Further, despite the options for owners in Charleston, the area is limited, Wallace said. Yards here can’t accommodate craft weighing more than about 75 tons because of the capacity of their hoists to lift vessels out of the water. Owners above that threshold typically head to Savannah, Wallace said.
And one of the biggest threats to the boatyard business is developers, he said. By definition, boatyards occupy some of the most sought-after property — waterfront land — in their region. So when a developer comes calling, multimillion-dollar check in hand, the offer can be too good to refuse.
“The boatyard business, much like many waterfront businesses, (is) drying up because there isn’t the incentive to keep it,” Wallace said.
Sinking sales
Perhaps nowhere is the volatility of the boating industry more apparent than in the sales sector, where the economic slump has stirred up choppy times.
For example, MarineMax Inc., the nation’s largest recreational boat and yacht retailer, recently laid off 10 percent of its work force as its profit fell nearly 50 percent during its last fiscal year.
Industrywide, sales of new boats have slipped virtually every month since mid-2004, when the nation’s consumer confidence began to slide. Sales closed out last year down nearly 15 percent from 2006, according to market research data.
Even more troubling, souring sales, which began with smaller, cheaper boats and progressed to 30-foot midsized models, are beginning to infiltrate the yacht market, where years-long waiting lists for the 50-foot-plus, multimillion-dollar vessels are evaporating.
Since the beginning of 2007, Lake Forest, Ill.-based Brunswick Corp. — which makes more than a dozen boat brands, including Bayliner, Sea Ray and Hatteras — closed or announced plans to close seven factories and laid off more than 1,300 workers. The company’s boat segment lost more than $81 million last year.

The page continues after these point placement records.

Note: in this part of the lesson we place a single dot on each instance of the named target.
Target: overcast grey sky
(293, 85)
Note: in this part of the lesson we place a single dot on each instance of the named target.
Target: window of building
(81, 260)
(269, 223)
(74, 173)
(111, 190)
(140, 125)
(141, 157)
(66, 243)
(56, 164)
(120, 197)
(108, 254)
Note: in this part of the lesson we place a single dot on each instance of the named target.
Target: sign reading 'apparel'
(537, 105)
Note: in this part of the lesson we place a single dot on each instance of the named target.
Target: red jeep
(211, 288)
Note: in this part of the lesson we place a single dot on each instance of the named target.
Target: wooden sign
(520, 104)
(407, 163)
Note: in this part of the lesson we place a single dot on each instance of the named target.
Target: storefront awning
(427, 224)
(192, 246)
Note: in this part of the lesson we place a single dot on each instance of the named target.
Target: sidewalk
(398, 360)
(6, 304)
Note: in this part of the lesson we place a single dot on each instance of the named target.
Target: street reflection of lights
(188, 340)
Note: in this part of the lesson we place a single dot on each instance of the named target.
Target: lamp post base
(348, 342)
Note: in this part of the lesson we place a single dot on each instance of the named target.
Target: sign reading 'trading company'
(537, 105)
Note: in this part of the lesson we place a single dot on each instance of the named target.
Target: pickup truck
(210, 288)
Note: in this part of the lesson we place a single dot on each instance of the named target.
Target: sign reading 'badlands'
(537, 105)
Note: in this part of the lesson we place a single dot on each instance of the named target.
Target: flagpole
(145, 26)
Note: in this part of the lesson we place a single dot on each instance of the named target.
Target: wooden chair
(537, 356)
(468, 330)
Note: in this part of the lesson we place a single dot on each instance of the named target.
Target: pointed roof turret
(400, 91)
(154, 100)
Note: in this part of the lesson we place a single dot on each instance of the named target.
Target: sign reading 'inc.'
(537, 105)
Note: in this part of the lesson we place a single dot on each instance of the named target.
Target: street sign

At City Boatyard, Gift said that in the current economic climate, the industry’s challenge is finding people new to boating to replace those who leave the pastime every year. Without a regular stream of newcomers with Brantley’s passion for boating, the yards won’t survive.
As he darted from starboard to stern inspecting the hull, Brantley was almost oblivious to the spray of the yard’s power washer.
“You can usually tell the owner,” Gift said. “No one else is so interested in their bottom.”